## How Can We Win More Games?

*Analysis of 15 games from the 2022-2023 season for the Newbury Park High School varsity lacrosse team.*

### What is the problem and what insights are we attempting to find?

As the Head Coach of the Newbury Park lacrosse team, I am trying to answer the question of how the team can win more games. I will use my data analysis skills to better understand the team's strengths and weaknesses in order to focus practice and game plans. Analytics are hardly used in the sport of lacrosse and I hope to eventually use similar regession methods as used in the book, Mathletics, to help predict the outcomes of games and the season based off of current data!

### Data Gathering

The first step in analyzing the season for the Panthers was to gather all available data on the players and the team. The game stats were tracked in person by a volunteer and then uploaded into a Google spreadsheet. The stats were not originally tracked with the intent of running data analysis and thus the format of the data and some of its contents needed to be altered.

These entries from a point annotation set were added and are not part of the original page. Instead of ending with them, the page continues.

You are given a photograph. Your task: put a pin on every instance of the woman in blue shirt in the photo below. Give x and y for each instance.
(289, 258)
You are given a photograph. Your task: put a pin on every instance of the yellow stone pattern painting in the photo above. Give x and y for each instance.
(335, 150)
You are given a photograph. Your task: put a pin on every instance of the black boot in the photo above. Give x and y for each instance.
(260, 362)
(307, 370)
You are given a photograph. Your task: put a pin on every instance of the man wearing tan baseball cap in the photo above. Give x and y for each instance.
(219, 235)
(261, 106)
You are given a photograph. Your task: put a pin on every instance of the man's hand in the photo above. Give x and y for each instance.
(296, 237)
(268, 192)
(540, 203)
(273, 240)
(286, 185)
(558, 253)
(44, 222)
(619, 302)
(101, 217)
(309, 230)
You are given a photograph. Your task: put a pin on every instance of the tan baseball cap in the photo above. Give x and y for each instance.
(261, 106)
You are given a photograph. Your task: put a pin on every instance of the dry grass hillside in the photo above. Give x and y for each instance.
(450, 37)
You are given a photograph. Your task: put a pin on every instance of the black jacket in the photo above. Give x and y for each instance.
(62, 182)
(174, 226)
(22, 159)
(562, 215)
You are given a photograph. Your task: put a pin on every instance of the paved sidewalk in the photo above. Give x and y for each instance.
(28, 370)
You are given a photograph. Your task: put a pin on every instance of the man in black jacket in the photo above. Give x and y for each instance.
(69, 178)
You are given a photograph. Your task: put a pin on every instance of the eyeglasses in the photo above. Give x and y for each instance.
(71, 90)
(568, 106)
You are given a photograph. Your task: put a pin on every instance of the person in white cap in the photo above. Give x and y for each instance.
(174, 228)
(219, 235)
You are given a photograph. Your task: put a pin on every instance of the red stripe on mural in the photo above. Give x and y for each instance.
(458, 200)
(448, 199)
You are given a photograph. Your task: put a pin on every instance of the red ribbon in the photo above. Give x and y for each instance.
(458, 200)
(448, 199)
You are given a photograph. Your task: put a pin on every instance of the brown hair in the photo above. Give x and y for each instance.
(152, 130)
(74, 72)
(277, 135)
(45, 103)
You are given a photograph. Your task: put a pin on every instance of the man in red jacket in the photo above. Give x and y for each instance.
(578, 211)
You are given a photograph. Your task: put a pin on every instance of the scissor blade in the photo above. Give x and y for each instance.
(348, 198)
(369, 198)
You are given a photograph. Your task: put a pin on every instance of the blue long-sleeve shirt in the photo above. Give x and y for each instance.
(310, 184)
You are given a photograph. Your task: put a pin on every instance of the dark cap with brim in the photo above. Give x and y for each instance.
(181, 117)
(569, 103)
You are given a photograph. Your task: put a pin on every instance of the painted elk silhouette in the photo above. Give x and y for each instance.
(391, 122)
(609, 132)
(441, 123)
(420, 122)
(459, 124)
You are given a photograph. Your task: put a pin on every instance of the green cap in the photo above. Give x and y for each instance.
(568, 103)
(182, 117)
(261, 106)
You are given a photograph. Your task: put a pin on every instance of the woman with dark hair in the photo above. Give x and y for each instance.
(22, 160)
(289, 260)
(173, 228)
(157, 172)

After receiving the spreadsheet, I began the data cleaning process.

### Data Cleaning

The workbook was comprised of tabs that provided the stats for each game. As a game (tab) was added, the stats would roll into the SEASON tab for totals on the season.

While this served its purpose for a high-level overview on the season, there were issues in the format and layout that would cause problems while performing data analysis:

- Data was not presented in a table format
- All non-essential columns were removed and three tabs (tables) were created (see picture below).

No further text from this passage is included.